However, this creature had moods that shifted like the wind. One moment, he would burst into laughter, and the next, he would be yelling at the top of his lungs while slamming doors. His communication style was primarily non-verbal, characterized by eye rolls, shoulder shrugs, and the occasional grunt interspersed with words like “whatever” and “yeah.” And when it came to food, he devoured it as if it were about to vanish before reaching his mouth.

If you have a similar being in your household, you’ll know I’m talking about the teenage boy. Specifically, the one who isn’t quite old enough to drive but is definitely too mature to be seen with Mom while being driven around town. “Just drop me off here, Mom. That’s good—stop now.” Heaven forbid he should be spotted in a vehicle with a living, breathing mother.

His hormones surged through him like a roller coaster, transforming him into an alien that seemed unable to connect with his otherwise ordinary family. He could demolish an entire pack of cookies, two pot pies, and a burrito, washing it all down with a quart of milk, only to complain later that there was nothing to eat in the house.

He left bowls of Jell-O under his bed, growing into what can only be described as fungal specimens no one should ever have to inhale. In his world, he was the main attraction, utterly misunderstood by everyone else around him.

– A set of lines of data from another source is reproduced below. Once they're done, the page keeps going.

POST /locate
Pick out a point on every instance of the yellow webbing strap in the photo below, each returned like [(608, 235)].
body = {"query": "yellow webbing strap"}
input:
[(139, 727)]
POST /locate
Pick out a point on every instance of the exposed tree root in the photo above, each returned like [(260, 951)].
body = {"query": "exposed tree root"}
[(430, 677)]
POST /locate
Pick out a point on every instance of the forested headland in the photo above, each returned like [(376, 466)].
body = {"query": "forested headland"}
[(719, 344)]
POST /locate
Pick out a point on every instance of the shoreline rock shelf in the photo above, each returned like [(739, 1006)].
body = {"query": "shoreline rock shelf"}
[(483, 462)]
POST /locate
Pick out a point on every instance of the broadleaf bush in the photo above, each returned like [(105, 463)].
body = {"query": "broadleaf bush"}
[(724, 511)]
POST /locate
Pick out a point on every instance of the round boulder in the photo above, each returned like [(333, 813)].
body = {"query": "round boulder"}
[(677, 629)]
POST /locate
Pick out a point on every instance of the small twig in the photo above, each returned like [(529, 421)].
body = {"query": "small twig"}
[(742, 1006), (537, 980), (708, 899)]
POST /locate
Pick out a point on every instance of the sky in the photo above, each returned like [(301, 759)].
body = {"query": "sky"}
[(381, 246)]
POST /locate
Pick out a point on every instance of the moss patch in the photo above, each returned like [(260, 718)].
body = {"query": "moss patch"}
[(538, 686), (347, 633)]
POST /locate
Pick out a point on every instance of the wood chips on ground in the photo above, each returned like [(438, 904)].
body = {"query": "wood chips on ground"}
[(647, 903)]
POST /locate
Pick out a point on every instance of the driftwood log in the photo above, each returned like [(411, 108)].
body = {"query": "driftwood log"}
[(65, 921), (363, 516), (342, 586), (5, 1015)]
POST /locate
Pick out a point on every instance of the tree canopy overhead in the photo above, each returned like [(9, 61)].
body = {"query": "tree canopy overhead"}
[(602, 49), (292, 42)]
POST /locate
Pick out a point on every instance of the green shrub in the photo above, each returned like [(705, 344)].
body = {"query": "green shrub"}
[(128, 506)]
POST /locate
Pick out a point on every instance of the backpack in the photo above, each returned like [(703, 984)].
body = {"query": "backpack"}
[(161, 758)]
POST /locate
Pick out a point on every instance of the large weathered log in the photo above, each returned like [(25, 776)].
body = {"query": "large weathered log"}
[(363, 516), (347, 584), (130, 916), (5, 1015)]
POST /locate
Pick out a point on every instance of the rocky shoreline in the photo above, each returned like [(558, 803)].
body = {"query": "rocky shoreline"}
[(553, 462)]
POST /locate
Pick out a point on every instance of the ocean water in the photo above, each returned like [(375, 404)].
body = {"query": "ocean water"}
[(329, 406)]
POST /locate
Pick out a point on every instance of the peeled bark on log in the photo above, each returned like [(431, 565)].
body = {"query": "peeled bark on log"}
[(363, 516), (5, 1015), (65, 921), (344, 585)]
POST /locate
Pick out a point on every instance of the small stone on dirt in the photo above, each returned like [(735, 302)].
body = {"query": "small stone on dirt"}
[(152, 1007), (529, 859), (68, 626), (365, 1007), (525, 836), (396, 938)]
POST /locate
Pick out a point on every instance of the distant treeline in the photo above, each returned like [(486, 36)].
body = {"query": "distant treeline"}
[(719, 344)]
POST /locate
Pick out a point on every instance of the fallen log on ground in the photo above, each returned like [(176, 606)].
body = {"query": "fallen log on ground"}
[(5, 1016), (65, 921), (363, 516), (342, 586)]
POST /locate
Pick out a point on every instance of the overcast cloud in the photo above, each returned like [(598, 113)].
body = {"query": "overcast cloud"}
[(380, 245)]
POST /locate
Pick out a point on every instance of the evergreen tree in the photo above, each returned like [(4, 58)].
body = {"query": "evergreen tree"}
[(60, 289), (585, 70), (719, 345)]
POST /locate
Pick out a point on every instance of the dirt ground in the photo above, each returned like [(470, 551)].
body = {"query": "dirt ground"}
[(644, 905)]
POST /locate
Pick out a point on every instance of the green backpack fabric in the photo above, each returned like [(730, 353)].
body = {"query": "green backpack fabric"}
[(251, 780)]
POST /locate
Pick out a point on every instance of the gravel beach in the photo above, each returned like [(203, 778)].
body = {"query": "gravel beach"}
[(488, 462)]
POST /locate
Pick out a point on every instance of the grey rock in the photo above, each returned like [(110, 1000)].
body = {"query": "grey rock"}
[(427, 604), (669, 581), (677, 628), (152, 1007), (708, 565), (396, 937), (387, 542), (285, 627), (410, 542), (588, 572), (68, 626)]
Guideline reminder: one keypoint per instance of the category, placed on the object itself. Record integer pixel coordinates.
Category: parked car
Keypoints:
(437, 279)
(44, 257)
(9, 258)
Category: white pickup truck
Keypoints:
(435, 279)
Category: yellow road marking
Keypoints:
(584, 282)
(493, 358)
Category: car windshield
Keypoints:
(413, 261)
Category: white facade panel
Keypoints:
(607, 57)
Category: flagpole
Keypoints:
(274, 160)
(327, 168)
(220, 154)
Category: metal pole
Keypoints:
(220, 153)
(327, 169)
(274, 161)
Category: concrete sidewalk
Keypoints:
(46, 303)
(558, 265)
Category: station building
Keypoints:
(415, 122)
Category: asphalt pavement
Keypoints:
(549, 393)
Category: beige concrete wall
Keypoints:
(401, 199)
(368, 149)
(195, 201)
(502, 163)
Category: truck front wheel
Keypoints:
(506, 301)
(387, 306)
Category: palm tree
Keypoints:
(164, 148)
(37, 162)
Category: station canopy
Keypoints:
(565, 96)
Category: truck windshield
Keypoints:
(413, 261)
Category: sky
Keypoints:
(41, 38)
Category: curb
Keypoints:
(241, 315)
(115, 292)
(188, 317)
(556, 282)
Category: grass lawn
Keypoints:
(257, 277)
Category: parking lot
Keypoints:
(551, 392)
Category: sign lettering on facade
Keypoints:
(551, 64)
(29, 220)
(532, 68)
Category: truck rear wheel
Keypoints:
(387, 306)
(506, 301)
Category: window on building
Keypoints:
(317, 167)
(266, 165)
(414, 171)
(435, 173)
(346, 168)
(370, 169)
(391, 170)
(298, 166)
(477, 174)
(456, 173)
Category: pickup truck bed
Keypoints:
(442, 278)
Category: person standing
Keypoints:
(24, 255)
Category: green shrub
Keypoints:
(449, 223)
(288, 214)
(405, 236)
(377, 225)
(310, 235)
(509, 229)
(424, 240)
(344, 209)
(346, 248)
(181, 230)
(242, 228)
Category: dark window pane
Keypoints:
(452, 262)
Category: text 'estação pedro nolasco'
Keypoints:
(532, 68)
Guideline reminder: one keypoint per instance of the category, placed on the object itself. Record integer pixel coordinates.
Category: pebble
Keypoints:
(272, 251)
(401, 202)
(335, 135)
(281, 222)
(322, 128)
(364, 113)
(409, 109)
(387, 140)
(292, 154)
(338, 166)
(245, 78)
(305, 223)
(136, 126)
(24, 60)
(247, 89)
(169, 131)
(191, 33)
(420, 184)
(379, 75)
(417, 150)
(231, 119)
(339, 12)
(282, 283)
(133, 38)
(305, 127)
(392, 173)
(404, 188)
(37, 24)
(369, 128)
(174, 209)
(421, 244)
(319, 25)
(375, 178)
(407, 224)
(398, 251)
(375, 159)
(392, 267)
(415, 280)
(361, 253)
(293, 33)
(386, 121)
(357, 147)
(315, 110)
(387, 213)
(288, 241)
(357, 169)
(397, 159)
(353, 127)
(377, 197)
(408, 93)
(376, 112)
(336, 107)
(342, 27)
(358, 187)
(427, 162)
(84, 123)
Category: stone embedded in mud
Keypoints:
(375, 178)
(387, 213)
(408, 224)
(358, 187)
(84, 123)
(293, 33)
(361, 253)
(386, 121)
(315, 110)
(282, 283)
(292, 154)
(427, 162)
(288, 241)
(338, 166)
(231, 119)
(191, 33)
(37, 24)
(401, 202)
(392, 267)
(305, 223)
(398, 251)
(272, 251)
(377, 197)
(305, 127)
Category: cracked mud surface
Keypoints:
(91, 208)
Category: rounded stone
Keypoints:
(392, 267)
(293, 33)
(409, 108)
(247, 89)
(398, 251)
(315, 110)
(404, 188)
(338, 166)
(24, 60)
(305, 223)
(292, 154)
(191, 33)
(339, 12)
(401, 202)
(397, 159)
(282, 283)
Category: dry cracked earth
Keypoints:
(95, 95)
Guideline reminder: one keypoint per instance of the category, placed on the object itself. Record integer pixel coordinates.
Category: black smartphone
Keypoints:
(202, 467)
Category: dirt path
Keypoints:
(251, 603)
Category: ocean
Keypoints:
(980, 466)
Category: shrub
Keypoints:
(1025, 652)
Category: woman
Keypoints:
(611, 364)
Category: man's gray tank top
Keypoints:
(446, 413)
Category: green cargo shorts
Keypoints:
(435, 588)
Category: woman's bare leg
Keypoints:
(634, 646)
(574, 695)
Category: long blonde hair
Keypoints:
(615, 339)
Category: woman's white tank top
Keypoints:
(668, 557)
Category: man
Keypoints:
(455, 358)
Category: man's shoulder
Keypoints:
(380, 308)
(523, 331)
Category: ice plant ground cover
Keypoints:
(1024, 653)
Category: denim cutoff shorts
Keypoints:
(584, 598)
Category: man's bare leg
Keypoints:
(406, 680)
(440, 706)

As time passed, I accepted this alien presence in my life. I observed as he grew taller than me, transitioning from footie pajamas to jeans. I listened as his entertainment shifted from the Muppets to rappers dancing in the streets. I went from giving baths to his imaginary friends to reminding him to shower before school.

And honestly, it was all fine—except I struggled to maintain my own identity while he morphed into this new version of himself. The sight of clothes strewn around, an empty box of my favorite crackers, or that casual eye roll would send me into a frenzy. I’d look in the mirror and see an alien reflection. What was happening to me? I would scream in confusion, ranting nonsensically.

Logically, I understood that he was at an age where my own memories began. I could recall the anxieties of that first big date, the nerves accompanying a boy’s casual glance, and the emotional rollercoaster that characterized those formative years. I had been there once, but that was not enough to ease my feelings.

A simple “Thank you, Mom,” a kiss on the cheek, or an “I love you” would have been nice. And you know what? It did happen. Out of the blue, he would plant a soft kiss on my cheek, only to return to his world of alien communication moments later.

At times, I would wish for his alien ship to come and take him away. “Let him grow up,” I’d plead, “then bring him back—taller, wiser, with kids of his own.”

Eventually, that day came. He matured, and I found myself standing in his empty room, listening to the echoes of his past: the beeping of video games, the hushed whispers of late-night conversations, and the deep bass reverberating against the walls.

In that space that was once his universe, I realized how quickly it all transpired. He passed through my memories and moved on to create his own—some I recognized, others were uncharted territory for me. Now, he is experiencing what I once did: an alien inhabiting his own space, devouring his snacks, and feeling like nobody comprehends his life.

But the truth is, my alien loves that boy just as much as I do.